Nos toca enseñar a otros que vivir es entrar en comunión profunda con todos los hombres, que vivir es tener capacidad para leer, entender e interpretar sin condenaciones la propia historia, es amar, darse y dignificarse, es encontrar el sentido de la vida y la alegría que rompe la soledad y el egoísmo. Nos toca enseñar que el amor es la manifestación de Dios mismo, que el amor es la energía transformadora de toda persona y de toda sociedad. Y en este amor encontrar el sentido más profundo de la vida humana. Nos toca ser testigos de que el amor es un compromiso de vida que requiere donación personal, que jamás tranquiliza egoístamente la conciencia o deja indiferente el corazón, sino al contrario, crea en la persona un sentido de trascendencia que transforma al hombre en una persona generosa, fraterna, libre, auténtica, consciente y responsable de saberse llena de Dios.
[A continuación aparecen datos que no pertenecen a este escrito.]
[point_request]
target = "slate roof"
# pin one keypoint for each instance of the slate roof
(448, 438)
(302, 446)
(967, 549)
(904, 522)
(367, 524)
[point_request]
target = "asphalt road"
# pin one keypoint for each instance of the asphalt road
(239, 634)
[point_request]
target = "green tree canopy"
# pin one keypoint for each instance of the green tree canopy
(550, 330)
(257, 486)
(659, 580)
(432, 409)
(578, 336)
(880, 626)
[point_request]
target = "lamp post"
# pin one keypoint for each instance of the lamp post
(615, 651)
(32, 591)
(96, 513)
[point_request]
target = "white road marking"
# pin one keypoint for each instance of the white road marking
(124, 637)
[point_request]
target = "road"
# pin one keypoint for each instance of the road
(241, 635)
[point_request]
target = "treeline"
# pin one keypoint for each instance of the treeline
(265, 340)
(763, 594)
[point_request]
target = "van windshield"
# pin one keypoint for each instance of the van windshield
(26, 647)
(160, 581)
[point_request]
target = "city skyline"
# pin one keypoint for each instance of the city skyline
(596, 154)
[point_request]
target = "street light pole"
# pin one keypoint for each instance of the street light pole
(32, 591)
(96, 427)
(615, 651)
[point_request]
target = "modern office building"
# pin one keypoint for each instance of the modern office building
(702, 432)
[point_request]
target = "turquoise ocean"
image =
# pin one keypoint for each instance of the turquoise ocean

Nos toca enseñar a nosotros, cristianos católicos, que creer en Jesús significa vivir el amor como vocación humana, que lleva a las personas a encontrarse y relacionarse entre sí como hermanos, y que ello implica vivir la solidaridad, que no es un sentimiento superficial frente a los problemas, tristezas, injusticas y exclusiones de los seres humanos, sino la determinación firme y perseverante de empeñarse por el bien común; es decir, por el bien de todos y de cada uno, para que todos seamos verdaderamente responsables de todos.
La solidaridad que proclamamos los cristianos está muy lejos del enarbolamiento de una bandera que dice luchar de manera populista por los pobres. Nuestra solidaridad parte de ver al otro como persona y no como un instrumento cualquiera para conseguir fines egoístas, abandonándola cuando ya no sirve. Nuestra solidaridad tiene que fundamentarse en ver al otro como nuestro semejante, como el hermano que necesita la ayuda para participar del banquete de la vida.
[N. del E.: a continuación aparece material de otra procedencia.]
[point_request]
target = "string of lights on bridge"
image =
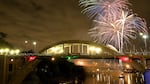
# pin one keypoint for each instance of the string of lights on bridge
(7, 51)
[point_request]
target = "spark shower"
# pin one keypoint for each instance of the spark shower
(114, 23)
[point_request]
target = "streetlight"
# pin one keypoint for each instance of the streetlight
(34, 44)
(145, 37)
(26, 43)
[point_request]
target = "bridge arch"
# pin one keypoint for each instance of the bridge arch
(71, 47)
(78, 47)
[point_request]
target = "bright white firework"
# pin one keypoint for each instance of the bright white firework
(119, 31)
(104, 7)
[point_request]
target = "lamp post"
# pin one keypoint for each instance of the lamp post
(145, 37)
(26, 44)
(145, 41)
(34, 44)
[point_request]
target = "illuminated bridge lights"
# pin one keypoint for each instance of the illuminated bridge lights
(7, 51)
(68, 57)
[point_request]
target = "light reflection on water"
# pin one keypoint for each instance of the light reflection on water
(128, 78)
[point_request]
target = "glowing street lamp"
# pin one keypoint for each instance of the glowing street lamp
(34, 44)
(145, 37)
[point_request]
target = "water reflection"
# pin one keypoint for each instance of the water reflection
(100, 78)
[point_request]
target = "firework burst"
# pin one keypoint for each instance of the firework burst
(106, 8)
(119, 31)
(115, 24)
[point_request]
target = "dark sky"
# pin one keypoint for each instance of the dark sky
(50, 21)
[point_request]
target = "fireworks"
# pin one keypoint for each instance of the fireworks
(104, 7)
(115, 24)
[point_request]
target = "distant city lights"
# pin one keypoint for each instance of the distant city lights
(7, 51)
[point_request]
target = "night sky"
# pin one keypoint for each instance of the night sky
(50, 21)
Hoy nos toca escuchar al Señor resucitado que nos dice: «Ustedes son mis testigos», en nosotros se apoya para que enseñemos que es posible crear el nacimiento de una sociedad nueva fundada en el compartir, en la vida comunitaria, en la sensibilidad ante el dolor y la desesperanza de los más necesitados, que supere aislamientos, egoísmos e indiferencias y haga visible el llamado de Dios a vivir auténticamente como hermanos e hijos de un mismo Dios y Padre de todos, que buscamos transformar la historia para construir la Iglesia que vive en la común unión de la paz, de la justicia y la libertad, del dialogo, de la participación, de la aceptación, de la verdad y del amor.
Por último, pidamos a Dios nos permita a cada uno de los que conformamos ésta gran Arquidiócesis de Acapulco, trabajar con esperanza para alcanzar la plenitud madura de nuestras vidas en la paz del Señor Resucitado. Pido al Espíritu Santo fecunde nuestras vidas como Iglesia arquidiocesana, y nos permita dar el testimonio coherente que nos lleve a dar testimonio de Jesucristo el Señor de la vida en la transformación nuestra realidad.
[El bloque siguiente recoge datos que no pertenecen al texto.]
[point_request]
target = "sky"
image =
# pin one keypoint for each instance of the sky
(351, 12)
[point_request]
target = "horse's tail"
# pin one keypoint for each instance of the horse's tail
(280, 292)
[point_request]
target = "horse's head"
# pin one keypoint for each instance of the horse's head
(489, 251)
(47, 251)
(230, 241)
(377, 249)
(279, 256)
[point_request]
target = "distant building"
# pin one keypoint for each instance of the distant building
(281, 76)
María Santísima de Guadalupe nos acompañe en este empeño de renovarnos como personas y comunidad de fe en Cristo resucitado. Nos proteja con su intercesión amorosa y nos siga mostrando el rostro materno de Dios, rostro de ternura y amor, de perdón y comunión, de entrega total al proyecto de Dios. Madre Santísima protégenos, tus hijos pequeños y amados te lo imploramos. Así sea.